Review question
Does exercise improve activity, participation in life situations and quality of life in people with cerebral palsy (CP)?
Background
Cerebral palsy (CP) is caused by an injury to an infant's brain that interrupts normal development. People with CP have reduced muscle strength and aerobic fitness, which may impact their ability to perform activities such as standing, walking, running and to participate in everyday life. Exercise is defined as a planned, structured and repetitive activity that aims to improve fitness. Aerobic exercise aims to improve aerobic fitness, while strength training aims to improve muscle strength. Health professionals often prescribe exercise to people with CP, primarily to improve function, but there has been no comprehensive evaluation of the evidence for the effectiveness of these interventions in people with CP.
Study characteristics
In June 2016 we searched for all studies that investigated the effectiveness of exercise for people with CP. We included 29 trials with a total of 926 participants with CP, 53% of whom were male. Five trials were conducted in the USA; four in Australia; two in Egypt, Korea, Saudi Arabia, Taiwan, the Netherlands, and the UK; three in Greece; and one apiece in India, Italy, Norway, South Africa.

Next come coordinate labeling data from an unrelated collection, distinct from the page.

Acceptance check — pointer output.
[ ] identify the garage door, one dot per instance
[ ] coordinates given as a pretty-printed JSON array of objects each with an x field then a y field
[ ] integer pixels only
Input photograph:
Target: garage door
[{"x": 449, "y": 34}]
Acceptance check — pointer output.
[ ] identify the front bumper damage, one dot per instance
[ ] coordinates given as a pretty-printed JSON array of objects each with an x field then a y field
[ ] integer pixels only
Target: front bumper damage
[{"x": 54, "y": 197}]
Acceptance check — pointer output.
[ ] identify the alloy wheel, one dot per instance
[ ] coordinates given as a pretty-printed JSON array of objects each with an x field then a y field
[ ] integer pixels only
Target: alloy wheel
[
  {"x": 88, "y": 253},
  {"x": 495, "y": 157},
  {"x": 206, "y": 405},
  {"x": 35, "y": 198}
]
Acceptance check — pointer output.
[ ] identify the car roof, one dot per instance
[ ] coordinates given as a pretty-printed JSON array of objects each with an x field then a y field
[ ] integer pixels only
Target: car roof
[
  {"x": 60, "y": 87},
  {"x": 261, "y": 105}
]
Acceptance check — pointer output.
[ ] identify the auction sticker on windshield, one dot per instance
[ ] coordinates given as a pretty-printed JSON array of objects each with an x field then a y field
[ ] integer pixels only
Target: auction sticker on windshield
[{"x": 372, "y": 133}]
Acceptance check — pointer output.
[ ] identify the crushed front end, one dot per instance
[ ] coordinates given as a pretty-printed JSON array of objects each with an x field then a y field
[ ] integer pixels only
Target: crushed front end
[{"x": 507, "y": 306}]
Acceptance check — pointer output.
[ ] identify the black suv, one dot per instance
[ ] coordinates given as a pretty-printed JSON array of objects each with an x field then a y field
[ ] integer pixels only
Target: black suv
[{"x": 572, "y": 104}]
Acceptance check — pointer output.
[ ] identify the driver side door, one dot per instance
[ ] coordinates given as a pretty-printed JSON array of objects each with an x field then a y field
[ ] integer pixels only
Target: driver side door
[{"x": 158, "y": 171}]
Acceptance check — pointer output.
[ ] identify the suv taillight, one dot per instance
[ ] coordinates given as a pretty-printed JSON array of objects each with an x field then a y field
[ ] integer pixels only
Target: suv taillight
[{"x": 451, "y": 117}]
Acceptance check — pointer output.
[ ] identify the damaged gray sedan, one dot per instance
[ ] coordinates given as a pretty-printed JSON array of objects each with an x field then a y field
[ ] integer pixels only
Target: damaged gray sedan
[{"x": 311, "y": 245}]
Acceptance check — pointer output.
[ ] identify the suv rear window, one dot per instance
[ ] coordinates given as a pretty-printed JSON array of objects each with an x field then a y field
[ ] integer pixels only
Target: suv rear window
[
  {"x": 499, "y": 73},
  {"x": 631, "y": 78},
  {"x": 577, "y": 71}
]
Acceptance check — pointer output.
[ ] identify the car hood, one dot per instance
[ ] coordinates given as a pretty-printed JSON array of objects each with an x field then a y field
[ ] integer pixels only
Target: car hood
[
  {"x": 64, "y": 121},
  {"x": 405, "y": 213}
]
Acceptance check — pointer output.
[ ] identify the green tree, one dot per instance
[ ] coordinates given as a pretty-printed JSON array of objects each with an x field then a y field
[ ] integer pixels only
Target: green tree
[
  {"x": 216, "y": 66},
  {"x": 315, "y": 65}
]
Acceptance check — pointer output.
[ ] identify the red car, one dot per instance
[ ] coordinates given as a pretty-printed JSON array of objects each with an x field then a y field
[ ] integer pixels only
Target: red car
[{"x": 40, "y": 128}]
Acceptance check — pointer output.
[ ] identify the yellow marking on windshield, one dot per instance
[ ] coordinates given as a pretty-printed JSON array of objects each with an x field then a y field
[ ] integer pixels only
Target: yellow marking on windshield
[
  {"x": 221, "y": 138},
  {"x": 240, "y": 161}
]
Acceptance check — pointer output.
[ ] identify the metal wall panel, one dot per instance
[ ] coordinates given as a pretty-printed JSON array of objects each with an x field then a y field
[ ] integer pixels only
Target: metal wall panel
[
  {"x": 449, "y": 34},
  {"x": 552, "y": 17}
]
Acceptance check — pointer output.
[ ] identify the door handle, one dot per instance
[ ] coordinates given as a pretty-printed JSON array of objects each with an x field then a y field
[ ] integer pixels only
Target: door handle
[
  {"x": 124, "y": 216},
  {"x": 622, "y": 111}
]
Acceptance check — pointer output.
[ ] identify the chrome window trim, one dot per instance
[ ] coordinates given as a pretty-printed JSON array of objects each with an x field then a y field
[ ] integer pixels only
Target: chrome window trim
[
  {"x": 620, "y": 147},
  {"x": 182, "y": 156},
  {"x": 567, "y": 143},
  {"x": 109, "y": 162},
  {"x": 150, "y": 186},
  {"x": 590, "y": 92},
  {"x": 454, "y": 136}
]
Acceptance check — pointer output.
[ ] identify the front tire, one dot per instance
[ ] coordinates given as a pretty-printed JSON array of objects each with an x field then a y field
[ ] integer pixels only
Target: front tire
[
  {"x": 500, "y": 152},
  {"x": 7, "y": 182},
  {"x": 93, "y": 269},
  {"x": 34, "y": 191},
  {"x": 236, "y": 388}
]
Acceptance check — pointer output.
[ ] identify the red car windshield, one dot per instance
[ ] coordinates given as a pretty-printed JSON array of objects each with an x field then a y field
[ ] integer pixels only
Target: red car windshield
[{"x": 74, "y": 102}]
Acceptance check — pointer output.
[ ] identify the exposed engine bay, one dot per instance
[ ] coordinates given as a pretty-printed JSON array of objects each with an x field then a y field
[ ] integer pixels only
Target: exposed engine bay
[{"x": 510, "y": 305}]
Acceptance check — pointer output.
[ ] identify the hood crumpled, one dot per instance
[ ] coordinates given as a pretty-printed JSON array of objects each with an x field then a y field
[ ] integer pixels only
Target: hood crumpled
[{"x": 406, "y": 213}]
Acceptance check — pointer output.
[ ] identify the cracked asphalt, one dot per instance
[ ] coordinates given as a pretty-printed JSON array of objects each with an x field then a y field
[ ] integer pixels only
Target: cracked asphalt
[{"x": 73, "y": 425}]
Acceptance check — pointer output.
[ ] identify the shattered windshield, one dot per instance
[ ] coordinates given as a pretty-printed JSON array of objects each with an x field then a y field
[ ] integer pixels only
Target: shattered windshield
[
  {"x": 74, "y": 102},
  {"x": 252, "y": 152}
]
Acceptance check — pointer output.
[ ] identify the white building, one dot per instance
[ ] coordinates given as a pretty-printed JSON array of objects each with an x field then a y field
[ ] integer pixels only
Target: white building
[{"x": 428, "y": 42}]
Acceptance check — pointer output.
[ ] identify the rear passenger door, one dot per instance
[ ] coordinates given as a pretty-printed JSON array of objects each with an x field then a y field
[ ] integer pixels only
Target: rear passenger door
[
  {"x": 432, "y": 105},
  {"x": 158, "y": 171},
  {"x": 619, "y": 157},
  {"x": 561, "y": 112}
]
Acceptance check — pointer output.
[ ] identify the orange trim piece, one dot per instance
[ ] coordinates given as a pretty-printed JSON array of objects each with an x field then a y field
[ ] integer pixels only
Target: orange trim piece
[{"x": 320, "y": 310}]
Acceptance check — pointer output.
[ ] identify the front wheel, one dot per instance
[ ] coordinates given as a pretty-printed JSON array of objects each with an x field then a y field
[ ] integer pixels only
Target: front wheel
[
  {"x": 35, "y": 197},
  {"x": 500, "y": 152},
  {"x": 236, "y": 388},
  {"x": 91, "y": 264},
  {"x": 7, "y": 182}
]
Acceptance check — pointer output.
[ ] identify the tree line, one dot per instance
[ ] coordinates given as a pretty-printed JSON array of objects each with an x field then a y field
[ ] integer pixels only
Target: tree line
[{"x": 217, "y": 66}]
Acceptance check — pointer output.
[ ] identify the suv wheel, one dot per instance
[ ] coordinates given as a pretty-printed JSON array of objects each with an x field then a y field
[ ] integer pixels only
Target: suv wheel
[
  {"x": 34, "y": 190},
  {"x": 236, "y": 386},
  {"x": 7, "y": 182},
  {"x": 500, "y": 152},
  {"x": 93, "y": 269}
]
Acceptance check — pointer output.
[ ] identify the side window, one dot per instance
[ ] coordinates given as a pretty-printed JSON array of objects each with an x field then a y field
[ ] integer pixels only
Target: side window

One trial included only adults with CP and three trials included adolescents and young adults. Most trials included children with CP who could walk independently, with or without a walking aid. Four trials also included people who used wheeled mobility devices (e.g. wheelchairs) in most settings and one trial included people who used wheeled mobility devices only. Three trials did not clearly report participants' functional ability and only two trials reported participants' manual ability (use of hands when handling objects). Eight trials compared aerobic exercise to usual care (i.e. the care a patient usually receives in practice), 15 trials compared resistance training (a type of exercise to improve muscular strength) to either usual care or no treatment, 4 trials compared mixed training (aerobic exercise and resistance training) to usual care or no treatment, and 2 trials compared aerobic exercise to resistance training.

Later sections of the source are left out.